South Australian Ambulance union fear worsening hospital conditions with elective surgeries set to resume

  • 2 weeks ago
Elective surgeries can resume at South Australian public hospitals as the government lifts the code yellow it put in place ten weeks ago to ease demand. But the ambulance union says hospital conditions are worse now than they were before describing the impact of chronic ramping on Wednesday night.
Transcript
00:00Ambulances ramping has long been a feature outside of South Australia's major hospitals
00:08and according to the Ambulance Union, this week was one of the worst.
00:12Particularly on Wednesday night where there were up to 23 emergency cases waiting with
00:17no ambulance to send.
00:19The union says extra crews weren't available to respond when a parent was driving their
00:24child who had a head injury to the hospital.
00:27That's an incredibly risky scenario where we have patients being driven to hospital
00:33who have previously had a period of unconsciousness.
00:36The state government has now lifted its Code Yellow alert in public hospitals, which led
00:41to more than 900 elective surgeries being postponed.
00:45It was imposed in late May to try and better manage the massive demand on the state's struggling
00:50health system.
00:52I'm quite confident that the process we have in place moving forward will continue to control
00:57the flow of patients across our system, ensuring that patients receive care where they most
01:01need it.
01:02The state's new opposition leader, Vincent Tarzia, has called on the government to release
01:07more data to justify lifting the Code Yellow, at a time he says the situation in health
01:13appears to be worsening.
01:15Labor said that they would fix the ramping crisis and we know that it's never been worse.

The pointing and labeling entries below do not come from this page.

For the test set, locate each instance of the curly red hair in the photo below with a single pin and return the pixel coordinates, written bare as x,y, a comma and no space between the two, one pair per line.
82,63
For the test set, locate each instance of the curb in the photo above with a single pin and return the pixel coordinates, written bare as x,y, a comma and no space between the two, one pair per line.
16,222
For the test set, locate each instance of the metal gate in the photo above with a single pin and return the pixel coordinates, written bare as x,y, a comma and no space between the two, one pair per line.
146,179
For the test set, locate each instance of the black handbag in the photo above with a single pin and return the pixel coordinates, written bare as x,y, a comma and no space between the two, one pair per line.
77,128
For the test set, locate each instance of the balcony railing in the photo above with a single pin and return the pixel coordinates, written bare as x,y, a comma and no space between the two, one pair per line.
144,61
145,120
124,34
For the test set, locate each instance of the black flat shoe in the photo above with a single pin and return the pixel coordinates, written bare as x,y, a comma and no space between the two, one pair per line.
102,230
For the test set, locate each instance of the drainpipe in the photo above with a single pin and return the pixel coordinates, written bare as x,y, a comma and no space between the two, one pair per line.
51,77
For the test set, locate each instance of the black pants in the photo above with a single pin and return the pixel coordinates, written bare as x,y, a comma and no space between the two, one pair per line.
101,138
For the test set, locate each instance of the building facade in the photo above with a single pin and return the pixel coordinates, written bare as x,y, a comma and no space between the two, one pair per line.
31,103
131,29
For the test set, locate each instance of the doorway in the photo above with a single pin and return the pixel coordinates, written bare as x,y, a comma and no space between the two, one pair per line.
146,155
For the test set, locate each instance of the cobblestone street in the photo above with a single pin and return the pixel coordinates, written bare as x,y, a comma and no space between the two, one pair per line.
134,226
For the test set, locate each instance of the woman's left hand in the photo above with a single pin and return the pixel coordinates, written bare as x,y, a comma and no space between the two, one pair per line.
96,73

01:19It's never been worse.
01:20Minister Picton is in Sydney discussing mental health, workforce issues and aged care.
01:26The latter, he says, is key to free up hospital beds.
01:29We frankly haven't seen enough work on this and we'll continue to press that this issue
01:34is resolved because that is leading to big problems for state health systems right around
01:39the country.
01:40But aged care is just one thing the state government will have to address as it continues
01:45its attempts to fix the ramping crisis.